Even today, having a government backstop provides an important countercyclical function during economic downturns, attracting investors seeking safe bets while keeping mortgage lending afloat, just as Fannie allowed home lending to recover from the Great Depression. But, the fully-privatized GSEs were unable to provide such a function during the 2008 financial crisis. Instead, they fell prey to the same market pressures that brought down mortgage lenders like Countrywide and banks that like Wachovia. If we re-privatize the GSEs, we can expect a significantly more volatile U.S. mortgage market that is more subject to the booms and busts of investment capital, which will make it much more difficult to obtain a mortgage during downturns.
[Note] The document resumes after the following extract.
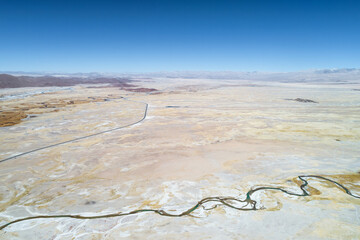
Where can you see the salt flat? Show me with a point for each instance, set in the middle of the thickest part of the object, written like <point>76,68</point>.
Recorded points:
<point>200,138</point>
- Privatization will benefit a handful of hedge fund billionaires at everyone else’s expense
Despite being under conservatorship, the GSEs remain publicly-traded corporations, with the U.S. Treasury as their main shareholder. Following Fannie and Freddie’s 2008 collapse, vulture investors like Trump donor and hedge fund billionaire Bill Ackman swooped in. Ackman bought one-tenth of Fannie and Freddie stock at bargain basement prices, anticipating future profits; other prominent Trump-supporting hedge fund billionaires sitting on shares include John Paulson and Bruce Berkowitz. These kinds of Wall Street barons will likely buy up the rest of Fannie and Freddie and turn it to their own investment purposes, shedding their important public missions to support housing affordability for everyone.
GSE privatization is a terrible deal for the rest of us:
While the upside for investors like Bill Ackman is clear, a Trump-led release of Fannie and Freddie would represent a terrible deal for the public, who would cede control to shareholders while receiving higher housing costs as our absurd reward. In the midst of an unprecedented cost-of-living crisis and rising economic uncertainty, GSE privatization would increase housing costs both for homebuyers and renters. This would be reckless and indifferent to the suffering of renters and homebuyers struggling with record housing unaffordability. And it puts the stability of our entire housing finance system — and the broader economy — at risk for the benefit of a small class of wealthy investors.
The post 2008 crisis period has been the longest period of time that Fannie and Freddie have operated without a major public scandal. And, lest we forget, Fannie and Freddie nearly took the entire global economy down with them the last time they were allowed to operate freely. Taking Fannie and Freddie out of conservatorship doesn’t require them to be sold to Wall Street predators: the public should be the majority shareholder. Why fix what isn’t broken?